Character Blocks

Internationalization Module User’s Guide : Chapter 3 Character and String Processing : Character Properties : Character Blocks

Character Blocks

A character block is a grouping of related characters within the Unicode encoding space. RWUCharTraits provides a Block enum with values that identify the various blocks, such as the BasicLatinBlock, the GreekAndCopticBlock, the BengaliBlock, the ThaiBlock, the EthiopicBlock, the CherokeeBlock, and so on. The values in this enumeration correspond to the block names that appear in the Unicode Character Database, as described in Chapter 14, “Code Charts,” of the Unicode Standard.

The static method RWUCharTraits::getBlock() returns the value in the Block enumeration that identifies the character block containing the Unicode character with a given code point.

Character Scripts

Every Unicode character is assigned a script name in the Unicode Character Database.
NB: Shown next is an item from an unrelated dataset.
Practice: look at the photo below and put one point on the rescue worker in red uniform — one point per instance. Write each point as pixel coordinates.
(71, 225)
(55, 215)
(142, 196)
The script name associated with a code point is often a better basis for distinguishing characters than the block name. Blocks are simply code point ranges; characters from the same script may be in several different blocks, while characters from different scripts may be in the same block.

RWUCharTraits provides a Script enum with values that identify the various scripts, such as Latin, Cyrillic, Hebrew, Tibetan, Runic, and so on. The values in this enumeration correspond to the script property names defined in the Unicode Character Database, as described in Unicode Technical Report #24, “Script Names”:

http://www.unicode.org/unicode/reports/tr24

The static method RWUCharTraits::getScript() returns the value in the Script enumeration that identifies the script associated with a given code point.